En tant qu’héritière du socialisme utopique, la décroissance poursuit la piste des « expérimentations minoritaires » sous le nom d’alternatives concrètes dont le champ couvre les besoins humains essentiels, de « haute nécessité » : alimentation, habitation, santé, éducation, culture, toutes ces interdépendances qui conditionnent une autonomie généralisée de la vie sociale…

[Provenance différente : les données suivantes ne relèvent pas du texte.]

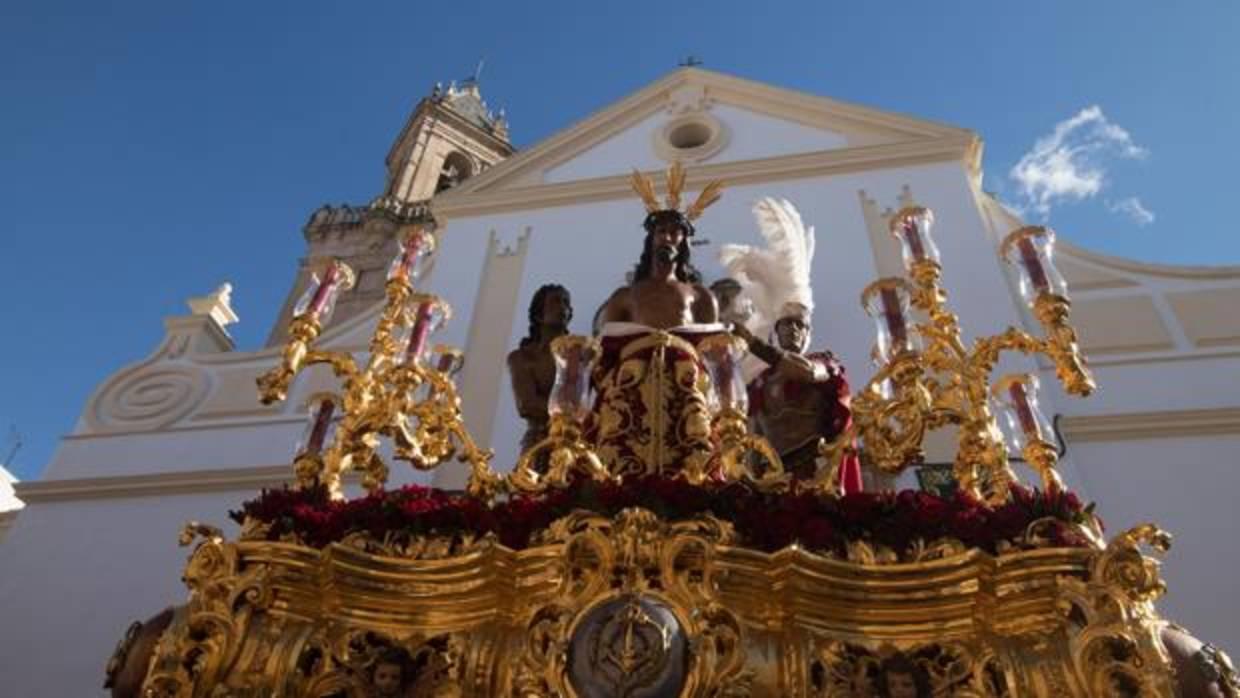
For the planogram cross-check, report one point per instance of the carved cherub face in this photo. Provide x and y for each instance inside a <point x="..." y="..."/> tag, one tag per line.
<point x="387" y="678"/>
<point x="900" y="686"/>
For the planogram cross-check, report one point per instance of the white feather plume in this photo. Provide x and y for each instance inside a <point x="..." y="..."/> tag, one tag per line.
<point x="778" y="274"/>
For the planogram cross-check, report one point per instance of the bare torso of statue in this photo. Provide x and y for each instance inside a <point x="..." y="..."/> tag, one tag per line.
<point x="661" y="304"/>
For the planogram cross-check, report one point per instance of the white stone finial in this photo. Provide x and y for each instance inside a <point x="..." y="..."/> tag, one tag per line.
<point x="216" y="305"/>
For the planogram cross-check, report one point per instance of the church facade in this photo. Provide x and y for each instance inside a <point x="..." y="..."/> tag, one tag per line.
<point x="181" y="435"/>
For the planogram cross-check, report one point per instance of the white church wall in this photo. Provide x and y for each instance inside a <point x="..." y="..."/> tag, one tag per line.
<point x="1188" y="487"/>
<point x="589" y="247"/>
<point x="75" y="574"/>
<point x="748" y="135"/>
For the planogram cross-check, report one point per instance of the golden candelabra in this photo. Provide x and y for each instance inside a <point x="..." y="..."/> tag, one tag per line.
<point x="947" y="382"/>
<point x="398" y="393"/>
<point x="738" y="449"/>
<point x="633" y="601"/>
<point x="564" y="449"/>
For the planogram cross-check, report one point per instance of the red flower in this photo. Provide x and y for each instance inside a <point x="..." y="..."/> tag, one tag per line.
<point x="817" y="533"/>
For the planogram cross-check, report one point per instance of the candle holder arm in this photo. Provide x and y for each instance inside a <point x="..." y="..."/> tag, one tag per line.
<point x="566" y="450"/>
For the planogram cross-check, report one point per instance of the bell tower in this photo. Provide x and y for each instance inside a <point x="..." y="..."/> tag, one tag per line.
<point x="450" y="136"/>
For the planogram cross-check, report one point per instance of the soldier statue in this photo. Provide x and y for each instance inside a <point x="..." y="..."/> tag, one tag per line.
<point x="797" y="399"/>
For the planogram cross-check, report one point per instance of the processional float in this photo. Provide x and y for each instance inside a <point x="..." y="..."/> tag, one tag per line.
<point x="719" y="578"/>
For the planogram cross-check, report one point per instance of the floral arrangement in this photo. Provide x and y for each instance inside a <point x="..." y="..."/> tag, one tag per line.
<point x="766" y="521"/>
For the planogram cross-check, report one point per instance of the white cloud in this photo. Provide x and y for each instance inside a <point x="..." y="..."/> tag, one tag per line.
<point x="1132" y="208"/>
<point x="1070" y="163"/>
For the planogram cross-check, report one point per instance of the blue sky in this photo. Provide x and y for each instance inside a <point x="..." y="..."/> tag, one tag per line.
<point x="151" y="150"/>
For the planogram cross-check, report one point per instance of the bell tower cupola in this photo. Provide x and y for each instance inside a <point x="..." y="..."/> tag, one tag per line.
<point x="450" y="136"/>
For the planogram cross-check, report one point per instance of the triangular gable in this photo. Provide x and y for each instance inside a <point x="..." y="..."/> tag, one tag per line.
<point x="846" y="134"/>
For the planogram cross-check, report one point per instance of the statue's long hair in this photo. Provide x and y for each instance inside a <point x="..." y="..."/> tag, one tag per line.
<point x="535" y="313"/>
<point x="685" y="269"/>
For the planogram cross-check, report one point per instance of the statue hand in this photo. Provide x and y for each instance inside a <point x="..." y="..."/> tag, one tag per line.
<point x="743" y="332"/>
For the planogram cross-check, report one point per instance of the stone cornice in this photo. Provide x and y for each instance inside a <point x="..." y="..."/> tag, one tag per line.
<point x="1152" y="424"/>
<point x="251" y="479"/>
<point x="749" y="171"/>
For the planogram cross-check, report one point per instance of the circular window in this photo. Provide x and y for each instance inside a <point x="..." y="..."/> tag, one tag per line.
<point x="691" y="138"/>
<point x="690" y="135"/>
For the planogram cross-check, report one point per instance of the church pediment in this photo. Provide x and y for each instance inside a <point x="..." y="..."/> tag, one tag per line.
<point x="722" y="127"/>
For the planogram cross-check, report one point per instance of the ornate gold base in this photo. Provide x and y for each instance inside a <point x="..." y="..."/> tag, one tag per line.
<point x="605" y="605"/>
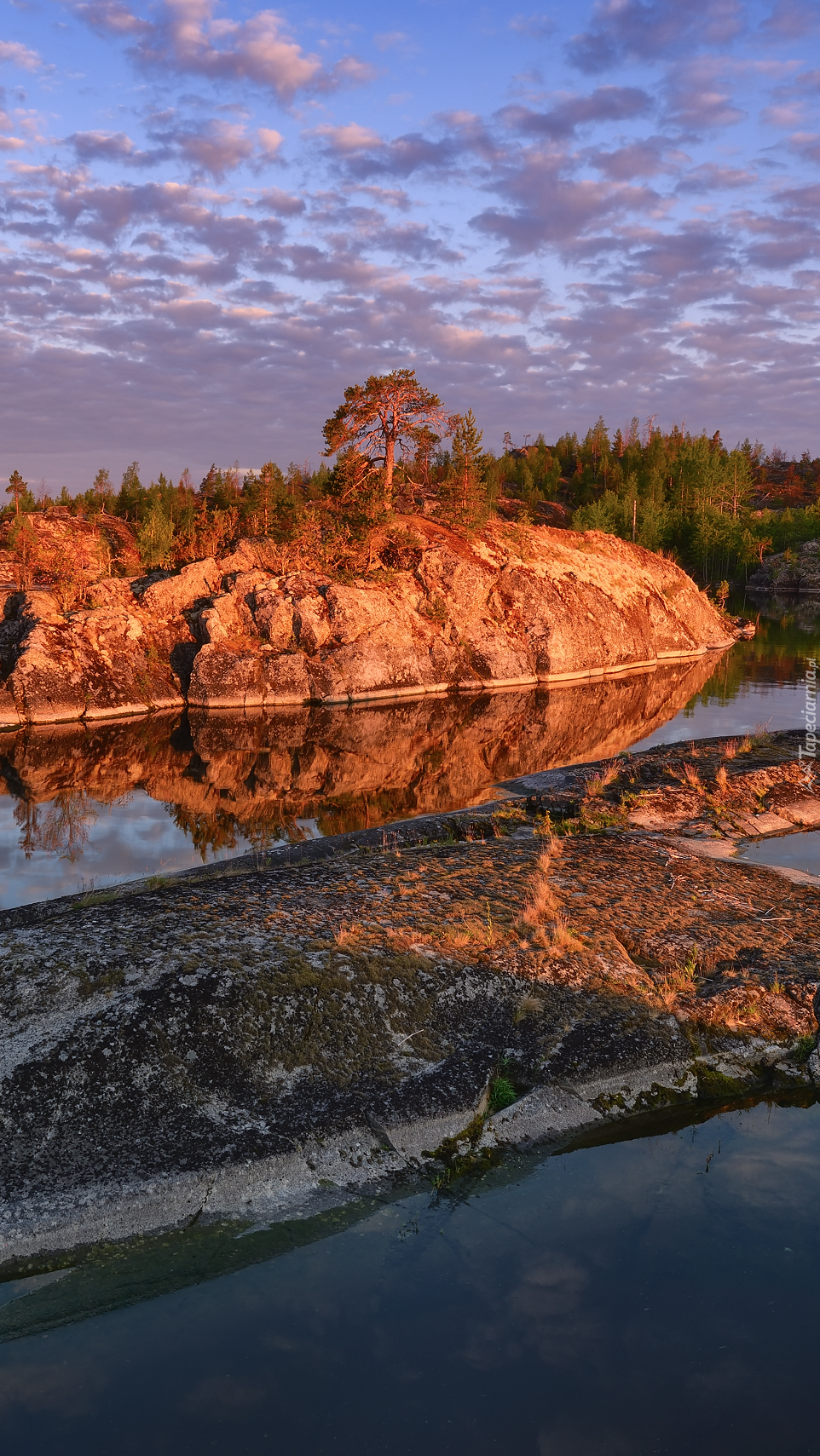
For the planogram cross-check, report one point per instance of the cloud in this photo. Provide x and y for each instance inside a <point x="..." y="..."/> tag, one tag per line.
<point x="713" y="178"/>
<point x="111" y="146"/>
<point x="563" y="119"/>
<point x="187" y="38"/>
<point x="269" y="141"/>
<point x="698" y="96"/>
<point x="394" y="41"/>
<point x="280" y="203"/>
<point x="536" y="26"/>
<point x="215" y="149"/>
<point x="345" y="140"/>
<point x="653" y="30"/>
<point x="791" y="20"/>
<point x="637" y="159"/>
<point x="16" y="55"/>
<point x="546" y="209"/>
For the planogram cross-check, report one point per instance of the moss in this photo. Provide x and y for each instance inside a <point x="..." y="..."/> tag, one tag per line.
<point x="805" y="1049"/>
<point x="713" y="1084"/>
<point x="501" y="1094"/>
<point x="659" y="1096"/>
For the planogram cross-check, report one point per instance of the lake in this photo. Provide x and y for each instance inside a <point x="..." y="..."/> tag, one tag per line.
<point x="86" y="807"/>
<point x="645" y="1298"/>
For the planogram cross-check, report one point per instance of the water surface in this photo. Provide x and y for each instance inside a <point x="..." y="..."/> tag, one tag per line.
<point x="84" y="807"/>
<point x="649" y="1296"/>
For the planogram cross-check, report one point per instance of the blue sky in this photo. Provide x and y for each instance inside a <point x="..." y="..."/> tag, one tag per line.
<point x="216" y="217"/>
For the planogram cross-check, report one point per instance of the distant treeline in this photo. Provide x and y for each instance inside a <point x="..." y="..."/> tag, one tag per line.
<point x="719" y="511"/>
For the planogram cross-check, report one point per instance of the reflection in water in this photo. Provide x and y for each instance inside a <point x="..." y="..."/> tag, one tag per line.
<point x="224" y="778"/>
<point x="61" y="829"/>
<point x="124" y="798"/>
<point x="609" y="1300"/>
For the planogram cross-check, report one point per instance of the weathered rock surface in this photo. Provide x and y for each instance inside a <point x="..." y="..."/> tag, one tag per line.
<point x="245" y="1045"/>
<point x="513" y="607"/>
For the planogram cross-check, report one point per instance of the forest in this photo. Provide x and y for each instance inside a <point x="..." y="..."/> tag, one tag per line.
<point x="719" y="511"/>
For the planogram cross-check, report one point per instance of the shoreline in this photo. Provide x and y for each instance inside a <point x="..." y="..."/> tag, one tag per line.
<point x="337" y="1014"/>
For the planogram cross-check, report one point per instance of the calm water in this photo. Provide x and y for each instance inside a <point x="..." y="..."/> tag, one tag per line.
<point x="88" y="807"/>
<point x="651" y="1298"/>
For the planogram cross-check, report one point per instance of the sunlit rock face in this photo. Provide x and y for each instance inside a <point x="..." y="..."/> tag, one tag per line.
<point x="515" y="606"/>
<point x="347" y="768"/>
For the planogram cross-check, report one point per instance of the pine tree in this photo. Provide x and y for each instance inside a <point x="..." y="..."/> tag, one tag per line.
<point x="16" y="488"/>
<point x="464" y="491"/>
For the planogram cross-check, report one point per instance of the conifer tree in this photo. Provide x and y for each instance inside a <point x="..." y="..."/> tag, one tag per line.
<point x="382" y="415"/>
<point x="16" y="488"/>
<point x="464" y="490"/>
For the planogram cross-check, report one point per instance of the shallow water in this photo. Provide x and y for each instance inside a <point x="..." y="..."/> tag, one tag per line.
<point x="84" y="807"/>
<point x="650" y="1296"/>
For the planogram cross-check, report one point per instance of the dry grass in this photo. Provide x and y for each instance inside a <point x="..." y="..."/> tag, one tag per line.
<point x="688" y="775"/>
<point x="347" y="934"/>
<point x="564" y="938"/>
<point x="540" y="916"/>
<point x="598" y="782"/>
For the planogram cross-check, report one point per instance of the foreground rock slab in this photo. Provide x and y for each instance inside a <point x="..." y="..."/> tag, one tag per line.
<point x="263" y="1043"/>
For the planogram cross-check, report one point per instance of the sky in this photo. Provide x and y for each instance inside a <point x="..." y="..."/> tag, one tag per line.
<point x="215" y="217"/>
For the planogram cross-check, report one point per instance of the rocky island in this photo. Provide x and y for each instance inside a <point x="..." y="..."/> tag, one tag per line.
<point x="439" y="612"/>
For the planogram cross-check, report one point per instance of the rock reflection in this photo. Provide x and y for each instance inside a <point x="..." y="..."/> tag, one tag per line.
<point x="224" y="776"/>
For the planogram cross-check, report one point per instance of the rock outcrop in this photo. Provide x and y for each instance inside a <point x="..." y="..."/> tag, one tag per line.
<point x="788" y="571"/>
<point x="273" y="1039"/>
<point x="516" y="606"/>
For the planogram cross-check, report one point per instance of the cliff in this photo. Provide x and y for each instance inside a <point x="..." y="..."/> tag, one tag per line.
<point x="511" y="607"/>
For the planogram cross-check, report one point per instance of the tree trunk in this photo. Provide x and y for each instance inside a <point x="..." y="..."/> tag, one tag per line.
<point x="390" y="463"/>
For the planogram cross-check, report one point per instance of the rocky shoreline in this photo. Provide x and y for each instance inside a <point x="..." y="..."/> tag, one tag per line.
<point x="314" y="1024"/>
<point x="515" y="606"/>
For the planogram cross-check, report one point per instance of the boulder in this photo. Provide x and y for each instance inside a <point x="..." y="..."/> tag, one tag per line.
<point x="175" y="595"/>
<point x="515" y="606"/>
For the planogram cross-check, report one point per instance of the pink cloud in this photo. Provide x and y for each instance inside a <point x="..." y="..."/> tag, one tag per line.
<point x="187" y="38"/>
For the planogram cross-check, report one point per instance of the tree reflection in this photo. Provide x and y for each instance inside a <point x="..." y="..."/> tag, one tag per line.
<point x="61" y="829"/>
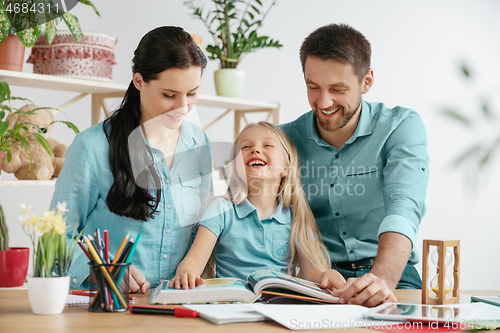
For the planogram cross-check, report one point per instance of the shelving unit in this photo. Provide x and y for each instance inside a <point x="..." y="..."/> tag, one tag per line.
<point x="100" y="91"/>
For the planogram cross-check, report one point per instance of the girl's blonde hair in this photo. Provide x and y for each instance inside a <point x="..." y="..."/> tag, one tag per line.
<point x="305" y="237"/>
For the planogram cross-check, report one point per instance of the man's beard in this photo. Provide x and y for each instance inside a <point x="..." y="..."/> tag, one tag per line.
<point x="331" y="127"/>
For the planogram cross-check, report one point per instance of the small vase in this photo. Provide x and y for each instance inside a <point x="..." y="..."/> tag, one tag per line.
<point x="12" y="54"/>
<point x="14" y="266"/>
<point x="229" y="82"/>
<point x="48" y="295"/>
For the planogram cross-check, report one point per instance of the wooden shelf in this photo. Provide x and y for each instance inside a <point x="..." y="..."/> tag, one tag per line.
<point x="27" y="182"/>
<point x="100" y="91"/>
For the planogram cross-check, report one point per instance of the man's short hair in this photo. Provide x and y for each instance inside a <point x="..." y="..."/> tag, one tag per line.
<point x="341" y="43"/>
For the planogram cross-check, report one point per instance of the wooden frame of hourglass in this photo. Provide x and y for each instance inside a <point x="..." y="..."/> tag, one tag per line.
<point x="441" y="249"/>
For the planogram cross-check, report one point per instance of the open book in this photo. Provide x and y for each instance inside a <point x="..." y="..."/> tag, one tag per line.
<point x="233" y="290"/>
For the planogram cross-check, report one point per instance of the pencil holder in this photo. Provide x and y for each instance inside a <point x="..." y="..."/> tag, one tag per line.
<point x="109" y="287"/>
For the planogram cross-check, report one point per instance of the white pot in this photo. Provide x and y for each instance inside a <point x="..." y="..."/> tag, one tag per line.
<point x="48" y="295"/>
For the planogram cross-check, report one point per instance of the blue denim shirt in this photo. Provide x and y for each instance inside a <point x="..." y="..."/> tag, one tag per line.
<point x="246" y="244"/>
<point x="375" y="183"/>
<point x="86" y="179"/>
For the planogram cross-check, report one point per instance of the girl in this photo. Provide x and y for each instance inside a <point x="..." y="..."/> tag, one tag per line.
<point x="141" y="170"/>
<point x="253" y="226"/>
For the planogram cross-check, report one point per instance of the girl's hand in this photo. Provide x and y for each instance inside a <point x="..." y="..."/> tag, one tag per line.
<point x="331" y="279"/>
<point x="137" y="281"/>
<point x="187" y="279"/>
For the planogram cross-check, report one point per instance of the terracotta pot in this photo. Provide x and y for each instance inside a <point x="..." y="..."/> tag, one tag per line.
<point x="12" y="54"/>
<point x="14" y="266"/>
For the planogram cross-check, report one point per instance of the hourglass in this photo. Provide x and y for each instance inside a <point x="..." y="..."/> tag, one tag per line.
<point x="440" y="285"/>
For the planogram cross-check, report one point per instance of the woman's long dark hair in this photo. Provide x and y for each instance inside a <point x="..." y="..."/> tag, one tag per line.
<point x="159" y="50"/>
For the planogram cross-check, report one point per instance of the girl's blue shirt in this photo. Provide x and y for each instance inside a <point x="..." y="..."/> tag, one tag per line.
<point x="246" y="244"/>
<point x="86" y="179"/>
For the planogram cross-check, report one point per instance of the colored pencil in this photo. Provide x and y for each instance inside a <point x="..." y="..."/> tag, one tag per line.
<point x="105" y="272"/>
<point x="129" y="257"/>
<point x="106" y="246"/>
<point x="84" y="249"/>
<point x="119" y="252"/>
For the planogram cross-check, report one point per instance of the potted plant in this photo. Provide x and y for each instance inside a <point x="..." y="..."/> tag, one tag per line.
<point x="13" y="260"/>
<point x="9" y="135"/>
<point x="233" y="25"/>
<point x="29" y="21"/>
<point x="47" y="291"/>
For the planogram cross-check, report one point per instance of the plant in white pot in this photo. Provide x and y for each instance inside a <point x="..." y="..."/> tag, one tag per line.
<point x="233" y="25"/>
<point x="47" y="291"/>
<point x="30" y="20"/>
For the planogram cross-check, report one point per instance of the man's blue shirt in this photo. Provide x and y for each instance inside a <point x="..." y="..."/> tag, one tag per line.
<point x="375" y="183"/>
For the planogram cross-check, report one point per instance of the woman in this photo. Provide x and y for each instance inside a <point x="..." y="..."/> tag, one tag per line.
<point x="143" y="170"/>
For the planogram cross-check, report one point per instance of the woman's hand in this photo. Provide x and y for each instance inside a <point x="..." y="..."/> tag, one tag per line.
<point x="187" y="279"/>
<point x="137" y="281"/>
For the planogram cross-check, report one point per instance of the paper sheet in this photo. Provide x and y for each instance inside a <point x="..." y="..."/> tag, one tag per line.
<point x="227" y="313"/>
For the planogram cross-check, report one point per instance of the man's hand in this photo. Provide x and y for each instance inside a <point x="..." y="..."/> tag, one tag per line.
<point x="187" y="279"/>
<point x="368" y="290"/>
<point x="330" y="279"/>
<point x="137" y="281"/>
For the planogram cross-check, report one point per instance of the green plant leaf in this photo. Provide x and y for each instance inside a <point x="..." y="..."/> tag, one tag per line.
<point x="73" y="25"/>
<point x="465" y="70"/>
<point x="71" y="126"/>
<point x="41" y="139"/>
<point x="23" y="141"/>
<point x="4" y="23"/>
<point x="4" y="91"/>
<point x="457" y="116"/>
<point x="89" y="3"/>
<point x="486" y="110"/>
<point x="3" y="127"/>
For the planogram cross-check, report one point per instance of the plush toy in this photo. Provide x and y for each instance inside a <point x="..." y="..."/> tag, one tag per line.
<point x="42" y="166"/>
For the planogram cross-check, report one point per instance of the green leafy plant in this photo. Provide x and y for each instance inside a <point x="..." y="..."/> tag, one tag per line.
<point x="479" y="154"/>
<point x="48" y="236"/>
<point x="20" y="133"/>
<point x="34" y="18"/>
<point x="233" y="25"/>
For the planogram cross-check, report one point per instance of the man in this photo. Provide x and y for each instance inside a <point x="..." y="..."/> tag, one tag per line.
<point x="364" y="168"/>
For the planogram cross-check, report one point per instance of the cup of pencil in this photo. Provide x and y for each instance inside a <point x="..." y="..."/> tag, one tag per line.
<point x="107" y="295"/>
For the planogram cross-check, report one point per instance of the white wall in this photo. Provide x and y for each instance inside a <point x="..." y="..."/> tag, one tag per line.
<point x="417" y="48"/>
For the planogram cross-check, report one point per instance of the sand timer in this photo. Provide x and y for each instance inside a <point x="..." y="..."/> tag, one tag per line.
<point x="440" y="285"/>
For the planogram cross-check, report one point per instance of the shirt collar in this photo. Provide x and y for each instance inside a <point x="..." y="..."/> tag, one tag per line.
<point x="281" y="215"/>
<point x="364" y="126"/>
<point x="187" y="136"/>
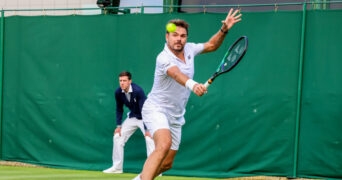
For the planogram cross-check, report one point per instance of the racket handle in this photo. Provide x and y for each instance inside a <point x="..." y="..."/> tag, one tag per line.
<point x="206" y="84"/>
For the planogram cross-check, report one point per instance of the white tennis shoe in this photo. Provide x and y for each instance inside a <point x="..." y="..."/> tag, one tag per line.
<point x="112" y="170"/>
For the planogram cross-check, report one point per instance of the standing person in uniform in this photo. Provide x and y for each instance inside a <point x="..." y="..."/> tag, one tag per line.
<point x="164" y="109"/>
<point x="133" y="97"/>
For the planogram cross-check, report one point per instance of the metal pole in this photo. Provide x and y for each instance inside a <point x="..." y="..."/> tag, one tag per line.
<point x="1" y="74"/>
<point x="299" y="93"/>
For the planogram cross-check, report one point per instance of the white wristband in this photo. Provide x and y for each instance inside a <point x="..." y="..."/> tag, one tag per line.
<point x="190" y="84"/>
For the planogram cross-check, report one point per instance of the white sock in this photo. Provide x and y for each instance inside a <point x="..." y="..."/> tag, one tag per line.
<point x="137" y="177"/>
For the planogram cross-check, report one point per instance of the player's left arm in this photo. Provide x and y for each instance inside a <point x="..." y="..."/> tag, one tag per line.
<point x="216" y="40"/>
<point x="175" y="73"/>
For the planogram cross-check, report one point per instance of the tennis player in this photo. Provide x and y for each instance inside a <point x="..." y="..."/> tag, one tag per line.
<point x="132" y="96"/>
<point x="163" y="111"/>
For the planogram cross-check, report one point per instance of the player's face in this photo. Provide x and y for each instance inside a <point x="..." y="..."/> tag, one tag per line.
<point x="124" y="83"/>
<point x="176" y="40"/>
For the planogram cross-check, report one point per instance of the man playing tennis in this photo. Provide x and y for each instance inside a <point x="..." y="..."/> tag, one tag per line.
<point x="163" y="111"/>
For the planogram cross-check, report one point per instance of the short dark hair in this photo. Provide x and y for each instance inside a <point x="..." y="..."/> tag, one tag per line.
<point x="179" y="22"/>
<point x="126" y="73"/>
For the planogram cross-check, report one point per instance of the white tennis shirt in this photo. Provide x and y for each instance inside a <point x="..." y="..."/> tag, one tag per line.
<point x="167" y="95"/>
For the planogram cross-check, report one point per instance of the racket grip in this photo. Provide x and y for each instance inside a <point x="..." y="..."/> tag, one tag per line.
<point x="207" y="84"/>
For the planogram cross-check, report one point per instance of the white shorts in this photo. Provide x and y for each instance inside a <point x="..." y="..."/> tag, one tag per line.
<point x="155" y="120"/>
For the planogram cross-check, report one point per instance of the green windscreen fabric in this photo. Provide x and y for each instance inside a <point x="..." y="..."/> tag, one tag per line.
<point x="60" y="73"/>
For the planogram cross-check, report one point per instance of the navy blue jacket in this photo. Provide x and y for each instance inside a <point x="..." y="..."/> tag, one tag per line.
<point x="138" y="98"/>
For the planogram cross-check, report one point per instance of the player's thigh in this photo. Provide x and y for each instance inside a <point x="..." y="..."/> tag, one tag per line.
<point x="155" y="120"/>
<point x="129" y="126"/>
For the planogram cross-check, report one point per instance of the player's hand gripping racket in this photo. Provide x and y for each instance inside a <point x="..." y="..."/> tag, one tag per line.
<point x="232" y="57"/>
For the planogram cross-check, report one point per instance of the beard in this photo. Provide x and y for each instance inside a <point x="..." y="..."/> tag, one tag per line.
<point x="177" y="47"/>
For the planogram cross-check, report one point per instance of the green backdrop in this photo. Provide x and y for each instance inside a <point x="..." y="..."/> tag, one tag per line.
<point x="277" y="113"/>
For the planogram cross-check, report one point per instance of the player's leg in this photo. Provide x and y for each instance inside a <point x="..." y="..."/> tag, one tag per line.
<point x="127" y="129"/>
<point x="162" y="139"/>
<point x="149" y="141"/>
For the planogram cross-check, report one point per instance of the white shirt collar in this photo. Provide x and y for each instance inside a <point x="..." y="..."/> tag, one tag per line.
<point x="129" y="90"/>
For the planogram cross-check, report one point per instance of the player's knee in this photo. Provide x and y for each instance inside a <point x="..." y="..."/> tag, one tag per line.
<point x="166" y="166"/>
<point x="119" y="140"/>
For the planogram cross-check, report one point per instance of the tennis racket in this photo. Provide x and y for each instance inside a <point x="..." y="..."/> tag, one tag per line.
<point x="232" y="57"/>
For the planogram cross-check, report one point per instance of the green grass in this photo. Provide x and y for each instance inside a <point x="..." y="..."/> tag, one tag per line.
<point x="34" y="173"/>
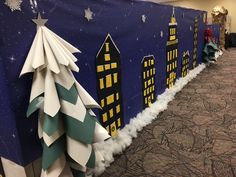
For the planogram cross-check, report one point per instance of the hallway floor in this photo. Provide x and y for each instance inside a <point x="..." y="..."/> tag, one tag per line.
<point x="195" y="136"/>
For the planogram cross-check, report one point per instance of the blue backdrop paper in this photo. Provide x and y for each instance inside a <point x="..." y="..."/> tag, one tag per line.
<point x="122" y="19"/>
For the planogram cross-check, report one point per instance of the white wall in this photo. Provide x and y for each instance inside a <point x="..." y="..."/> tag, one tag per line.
<point x="208" y="5"/>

Mais en quoi une « alternative » est-elle « concrète ». La réponse la plus simple, la plus intuitive, c’est de prendre « concret » comme le contraire de « abstrait » (exactement comme la définition la plus intuitive de la décroissance, c’est de la définir comme le « contraire de la croissance »).
En français ordinaire, « faire abstraction de » c’est séparer un élément de l’ensemble auquel il appartient, c’est isoler par la pensée une partie de son tout.
Faire abstraction, ce n’est donc pas « penser » en tant que tel, c’est juste une façon de penser parmi d’autres ; une façon de penser qui s’oppose à une autre façon de penser, celle qui pense toujours une partie par rapport aux autres parties du même tout, en quoi consiste « penser concrètement ».
Le concret n’est donc pas l’absence ou le contraire de la pensée. C’est juste une façon de penser systémiquement.
Chacun peut alors voir les implications de cette réhabilitation de la pensée concrète pour la décroissance.
Ainsi une alternative sera concrète quand, au sens le plus littéral, elle ne fera abstraction ni du monde qu’elle critique ni du monde qu’elle esquisse.
Nous voilà ainsi armés pour répliquer à ceux qui opposent la pensée et le concret, qu’ils ne font là que répandre une abstraction.
Comment alors, concrètement, résister contre une telle abstraction ? Ce dont a besoin la pensée concrète, c’est d’outils pour rassembler tous ces éléments qui participent, qui appartiennent à un tout : pour les capter ensemble.
C’est ce qui s’appelle un con-cept (ce qui capte avec). La MCD défend la valorisation de ceux qu’elles appellent des « militants-chercheurs ». Un militant-chercheur n’est pas un chercheur qui serait engagé politiquement mais c’est celui qui produit des concepts si et seulement si il pense qu’ils peuvent aider à résoudre des contradictions entre des pratiques qui, faute d’une perspective commune, en sont venues à se perdre dans le faux-concret d’un « faire sans concevoir », d’un « agir sans conceptualiser ».
C’est cet état d’esprit qui a guidé les auteurs du livre collectif à paraître le 10 juin – La décroissance et ses déclinaisons. La première partie est consacrée à la réfutation des idées reçues parce que, en réalité, ce sont toujours des abstractions. La seconde partie examine sous le nom de « déclinaisons », 16 axes de mise en pratique concrète de la décroissance.